First of all, thank you very much for the review! I am still learning with
many things and your feedback is very much appreciated!

>First off: On Linux, as far as I know, chroots were never meant to be a
security feature, and chroot "jails" break in a number of different ways. A
lot of effort went into making bind mounts actually secure with reasonable
performance, and I doubt that >something like this can provide anything
close to that, at least not without gigantic runtime overhead. Instead of
making people believe that it's now okay to use chroot for security, I would
very much prefer to keep the "never use this for security >purposes" warning
in the chroot() manpage and encourage people to use namespaces with bind
mounts instead.

I am aware that chroot jail should not be used for security purposes, but
reality is that it is *used* in many places at least with some intention of
getting a better security. I don't believe there is any person nowadays who
believes that chroot is secure, but because it is super light-weight (even
compare with namespaces setup) and because of legacy concerns, it is still
there. I don't also claim that this LSM make chroot *fully* secure (as you
mentioned below some important features are still missing) and it would
never be as strong as full namespace-based solution, but practical problem
with namespaces is that it isn't that easy to setup them up properly and
possibility of making configuration mistake is still quite high.
About the performance overhead, I actually don't believe it would be that
gigantic (especially when we get proper LSM stacking in place that
eliminates the need to store internal list and do searches), but of course
any LSM has performance impact, especially with the hooks on the filesystem.
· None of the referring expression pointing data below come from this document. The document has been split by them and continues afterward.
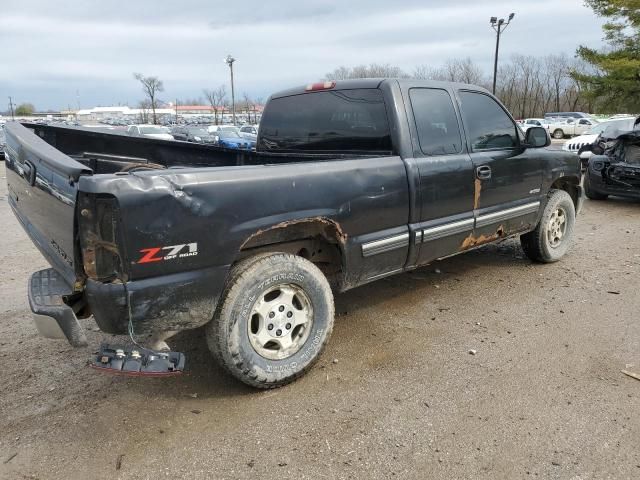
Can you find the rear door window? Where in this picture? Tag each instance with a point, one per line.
(327, 121)
(487, 125)
(436, 122)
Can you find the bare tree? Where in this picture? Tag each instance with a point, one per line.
(217, 99)
(151, 86)
(144, 106)
(258, 101)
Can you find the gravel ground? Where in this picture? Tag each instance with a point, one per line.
(395, 395)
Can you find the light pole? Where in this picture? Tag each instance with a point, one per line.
(229, 61)
(499, 26)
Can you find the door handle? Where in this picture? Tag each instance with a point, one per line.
(483, 172)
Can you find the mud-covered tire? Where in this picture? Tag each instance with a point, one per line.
(589, 192)
(228, 334)
(537, 244)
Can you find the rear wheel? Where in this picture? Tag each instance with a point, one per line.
(588, 190)
(552, 237)
(274, 318)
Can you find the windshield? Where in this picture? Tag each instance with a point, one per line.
(153, 130)
(226, 133)
(325, 121)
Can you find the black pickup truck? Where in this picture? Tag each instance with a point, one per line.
(352, 181)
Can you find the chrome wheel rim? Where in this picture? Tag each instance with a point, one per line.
(557, 227)
(280, 322)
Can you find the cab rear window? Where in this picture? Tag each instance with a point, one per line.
(327, 121)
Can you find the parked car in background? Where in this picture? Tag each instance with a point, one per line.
(551, 115)
(352, 181)
(150, 131)
(577, 144)
(188, 133)
(220, 128)
(571, 127)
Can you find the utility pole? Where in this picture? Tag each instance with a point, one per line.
(499, 26)
(229, 61)
(11, 108)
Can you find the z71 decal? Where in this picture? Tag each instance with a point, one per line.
(158, 254)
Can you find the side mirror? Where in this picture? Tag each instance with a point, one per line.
(537, 137)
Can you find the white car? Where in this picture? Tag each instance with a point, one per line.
(575, 144)
(527, 123)
(239, 130)
(571, 127)
(149, 131)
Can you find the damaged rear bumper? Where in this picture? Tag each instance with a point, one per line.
(52, 316)
(160, 304)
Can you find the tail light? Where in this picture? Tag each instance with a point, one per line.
(320, 86)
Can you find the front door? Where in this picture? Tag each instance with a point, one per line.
(445, 193)
(508, 177)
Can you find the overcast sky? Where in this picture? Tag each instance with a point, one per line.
(54, 50)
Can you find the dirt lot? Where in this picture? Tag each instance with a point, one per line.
(396, 394)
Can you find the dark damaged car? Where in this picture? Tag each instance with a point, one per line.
(614, 167)
(351, 182)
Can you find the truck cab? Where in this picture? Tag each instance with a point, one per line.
(351, 181)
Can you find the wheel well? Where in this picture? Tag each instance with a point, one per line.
(569, 185)
(319, 240)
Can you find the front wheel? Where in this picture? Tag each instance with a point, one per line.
(589, 191)
(551, 238)
(273, 321)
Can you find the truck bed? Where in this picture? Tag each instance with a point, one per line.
(106, 152)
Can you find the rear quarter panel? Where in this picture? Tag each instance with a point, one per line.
(220, 208)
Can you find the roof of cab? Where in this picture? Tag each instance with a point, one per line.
(404, 83)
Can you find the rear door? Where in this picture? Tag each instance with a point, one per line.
(508, 177)
(445, 192)
(42, 184)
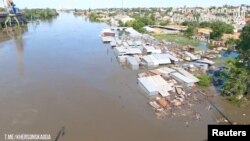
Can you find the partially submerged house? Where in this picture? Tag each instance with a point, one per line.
(127, 51)
(154, 85)
(134, 65)
(150, 50)
(184, 80)
(191, 56)
(107, 32)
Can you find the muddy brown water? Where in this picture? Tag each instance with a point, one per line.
(59, 74)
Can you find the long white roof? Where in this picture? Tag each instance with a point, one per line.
(182, 77)
(187, 74)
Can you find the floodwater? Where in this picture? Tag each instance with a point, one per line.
(59, 74)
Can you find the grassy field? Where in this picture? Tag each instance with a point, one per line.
(179, 39)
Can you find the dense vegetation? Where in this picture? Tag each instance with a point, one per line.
(2, 9)
(42, 14)
(237, 76)
(219, 28)
(139, 23)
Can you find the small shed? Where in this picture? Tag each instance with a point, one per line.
(132, 63)
(162, 59)
(183, 79)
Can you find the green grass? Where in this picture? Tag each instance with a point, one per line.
(179, 39)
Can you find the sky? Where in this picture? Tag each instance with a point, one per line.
(84, 4)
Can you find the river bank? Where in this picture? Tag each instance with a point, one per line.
(56, 77)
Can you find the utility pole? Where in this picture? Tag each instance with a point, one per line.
(4, 4)
(122, 8)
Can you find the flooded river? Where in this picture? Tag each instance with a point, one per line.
(59, 74)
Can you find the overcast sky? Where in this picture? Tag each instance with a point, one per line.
(127, 3)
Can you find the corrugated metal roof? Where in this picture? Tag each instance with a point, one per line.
(192, 56)
(171, 57)
(187, 74)
(155, 83)
(206, 61)
(162, 58)
(147, 85)
(182, 77)
(132, 61)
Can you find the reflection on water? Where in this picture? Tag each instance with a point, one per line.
(16, 34)
(73, 82)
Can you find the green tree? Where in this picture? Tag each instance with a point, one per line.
(244, 45)
(237, 76)
(190, 31)
(164, 23)
(219, 28)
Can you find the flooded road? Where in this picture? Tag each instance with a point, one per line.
(59, 74)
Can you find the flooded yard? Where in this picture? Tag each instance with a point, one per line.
(59, 74)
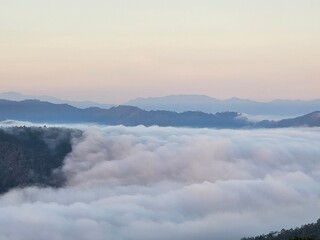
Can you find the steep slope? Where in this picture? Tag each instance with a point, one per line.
(305, 232)
(31, 156)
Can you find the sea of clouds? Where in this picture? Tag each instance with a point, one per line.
(138, 183)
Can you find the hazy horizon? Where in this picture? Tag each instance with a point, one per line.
(150, 97)
(113, 51)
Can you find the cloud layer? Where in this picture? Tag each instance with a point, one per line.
(173, 183)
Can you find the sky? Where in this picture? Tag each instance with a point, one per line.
(138, 183)
(113, 51)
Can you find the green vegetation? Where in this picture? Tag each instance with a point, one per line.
(305, 232)
(33, 156)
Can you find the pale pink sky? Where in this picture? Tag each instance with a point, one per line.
(113, 51)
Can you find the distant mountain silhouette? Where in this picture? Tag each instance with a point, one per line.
(44, 112)
(33, 156)
(181, 103)
(15, 96)
(308, 120)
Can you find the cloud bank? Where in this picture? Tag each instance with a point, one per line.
(173, 183)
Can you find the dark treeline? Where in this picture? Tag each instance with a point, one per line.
(33, 156)
(306, 232)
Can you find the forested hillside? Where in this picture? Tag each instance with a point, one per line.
(33, 156)
(305, 232)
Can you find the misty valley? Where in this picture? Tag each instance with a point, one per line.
(116, 182)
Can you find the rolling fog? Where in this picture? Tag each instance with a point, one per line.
(143, 183)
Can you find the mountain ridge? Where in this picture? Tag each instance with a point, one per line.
(45, 112)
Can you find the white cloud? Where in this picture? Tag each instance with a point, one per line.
(173, 183)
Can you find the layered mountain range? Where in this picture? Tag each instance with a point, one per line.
(45, 112)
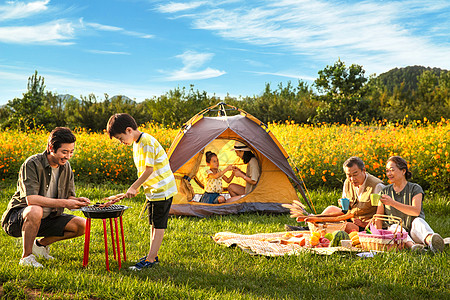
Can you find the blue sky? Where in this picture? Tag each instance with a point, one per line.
(144, 48)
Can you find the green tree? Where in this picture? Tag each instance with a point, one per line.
(28, 112)
(343, 94)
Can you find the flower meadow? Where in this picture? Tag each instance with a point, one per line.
(316, 152)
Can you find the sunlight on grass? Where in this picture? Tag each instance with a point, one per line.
(194, 267)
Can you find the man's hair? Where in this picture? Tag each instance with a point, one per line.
(118, 123)
(60, 135)
(354, 160)
(401, 164)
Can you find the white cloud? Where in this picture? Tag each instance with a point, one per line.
(192, 62)
(74, 84)
(19, 10)
(380, 34)
(286, 74)
(194, 75)
(108, 52)
(173, 7)
(116, 29)
(58, 32)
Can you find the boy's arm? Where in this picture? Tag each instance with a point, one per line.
(228, 179)
(134, 188)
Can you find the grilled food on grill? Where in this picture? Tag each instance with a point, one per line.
(110, 200)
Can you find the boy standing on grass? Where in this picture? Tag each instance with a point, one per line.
(154, 175)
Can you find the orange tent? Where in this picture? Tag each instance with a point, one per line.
(218, 134)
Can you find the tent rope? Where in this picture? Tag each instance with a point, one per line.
(304, 185)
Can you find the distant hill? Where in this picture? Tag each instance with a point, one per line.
(394, 78)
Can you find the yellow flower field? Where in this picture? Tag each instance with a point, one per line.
(316, 151)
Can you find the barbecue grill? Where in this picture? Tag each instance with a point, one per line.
(111, 212)
(97, 212)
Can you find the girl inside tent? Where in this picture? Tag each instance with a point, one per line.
(251, 176)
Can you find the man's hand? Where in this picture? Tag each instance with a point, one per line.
(76, 202)
(131, 192)
(359, 223)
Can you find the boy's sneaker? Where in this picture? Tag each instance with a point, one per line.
(436, 243)
(41, 251)
(145, 257)
(142, 265)
(418, 248)
(30, 261)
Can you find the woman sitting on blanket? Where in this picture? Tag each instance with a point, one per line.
(214, 178)
(403, 199)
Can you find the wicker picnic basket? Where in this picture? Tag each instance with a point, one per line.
(327, 227)
(383, 240)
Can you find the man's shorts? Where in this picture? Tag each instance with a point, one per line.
(50, 226)
(158, 213)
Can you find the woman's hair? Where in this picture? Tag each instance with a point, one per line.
(401, 164)
(209, 155)
(60, 135)
(247, 156)
(354, 160)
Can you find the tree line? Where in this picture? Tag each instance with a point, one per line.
(341, 94)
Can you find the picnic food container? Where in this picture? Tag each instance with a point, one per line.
(328, 227)
(383, 240)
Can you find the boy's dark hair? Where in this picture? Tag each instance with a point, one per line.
(401, 164)
(209, 155)
(118, 124)
(247, 156)
(354, 160)
(58, 136)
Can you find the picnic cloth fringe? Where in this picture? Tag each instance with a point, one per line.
(269, 244)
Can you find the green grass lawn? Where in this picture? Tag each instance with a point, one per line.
(194, 267)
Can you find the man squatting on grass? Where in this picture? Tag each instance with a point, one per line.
(154, 175)
(358, 187)
(44, 188)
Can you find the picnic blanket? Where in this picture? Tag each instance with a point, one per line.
(272, 244)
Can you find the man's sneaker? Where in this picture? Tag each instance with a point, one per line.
(41, 251)
(436, 243)
(295, 228)
(145, 257)
(30, 261)
(142, 265)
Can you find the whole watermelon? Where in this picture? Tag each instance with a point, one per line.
(338, 236)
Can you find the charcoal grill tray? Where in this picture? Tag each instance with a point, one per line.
(95, 212)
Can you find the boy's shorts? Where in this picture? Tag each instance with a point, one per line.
(50, 226)
(158, 213)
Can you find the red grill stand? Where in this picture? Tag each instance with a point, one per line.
(114, 241)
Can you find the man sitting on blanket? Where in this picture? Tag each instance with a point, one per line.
(358, 187)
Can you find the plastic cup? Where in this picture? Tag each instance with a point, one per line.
(375, 199)
(346, 244)
(345, 203)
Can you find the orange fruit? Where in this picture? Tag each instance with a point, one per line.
(313, 240)
(316, 234)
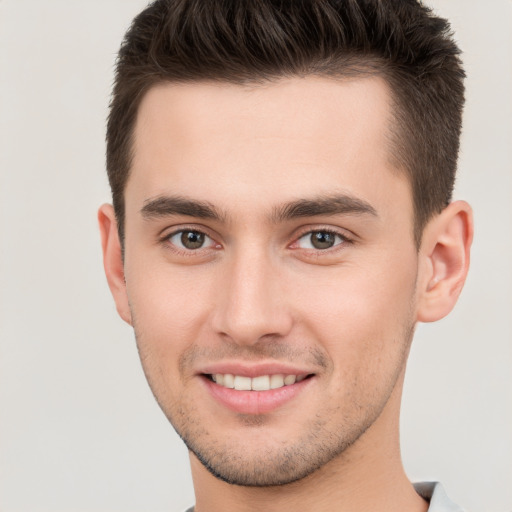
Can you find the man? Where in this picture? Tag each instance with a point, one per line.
(281, 176)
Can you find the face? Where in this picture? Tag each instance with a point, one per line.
(270, 269)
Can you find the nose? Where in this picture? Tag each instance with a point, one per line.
(251, 303)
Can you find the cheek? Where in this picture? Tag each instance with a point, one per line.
(169, 308)
(363, 314)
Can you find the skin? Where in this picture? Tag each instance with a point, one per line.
(258, 292)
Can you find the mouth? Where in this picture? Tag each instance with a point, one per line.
(257, 383)
(260, 393)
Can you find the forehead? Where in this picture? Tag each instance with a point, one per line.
(278, 141)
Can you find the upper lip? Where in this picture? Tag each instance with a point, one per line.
(245, 369)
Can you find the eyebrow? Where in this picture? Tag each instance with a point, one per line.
(165, 206)
(339, 204)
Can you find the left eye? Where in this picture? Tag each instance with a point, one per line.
(190, 239)
(319, 240)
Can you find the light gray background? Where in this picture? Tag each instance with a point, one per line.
(79, 429)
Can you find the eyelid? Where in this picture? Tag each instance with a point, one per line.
(344, 234)
(166, 234)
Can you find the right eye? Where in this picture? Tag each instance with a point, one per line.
(190, 240)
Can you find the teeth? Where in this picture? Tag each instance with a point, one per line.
(260, 383)
(289, 379)
(242, 383)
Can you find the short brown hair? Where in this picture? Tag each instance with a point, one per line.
(250, 41)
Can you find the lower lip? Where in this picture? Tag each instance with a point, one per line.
(256, 402)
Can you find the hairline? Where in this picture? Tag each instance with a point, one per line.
(364, 66)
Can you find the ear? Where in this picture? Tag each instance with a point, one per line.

And don't take me wrong, I do personally like namespaces very much. Just
usecases  I am trying to address with this are very different. 

> I think that a somewhat more formal specification of what this is supposed
to be good for might help.
Yes, I think this make sense. It would clarify on when you should use this
(in cases when you do need to use chroot only but want to make it a degree
better).

>As far as I can tell, you haven't done anything to restrict the access to
unix domain sockets or ptrace, which are probably the main tricks people
would actually use to break out of a chroot "jail". Instead, you add support
for some weird edgecase things like >"if you are privileged and inside a
chroot, you can renice processes outside the chroot".

Supporting unix domain sockets is in plans, I was looking into all GRKERNSEC
features and working them one by one. I first processed all features that
can be easily moved into existing LSM hooks, and nice was one of them. Then
I started adding new hooks for the rest of features. But at some point I
just exceeded my threshold of confidence with all the changes and hooks I am
making (unix domain sockets might need further new hooks), so I wanted to
bring this out for review earlier than later. 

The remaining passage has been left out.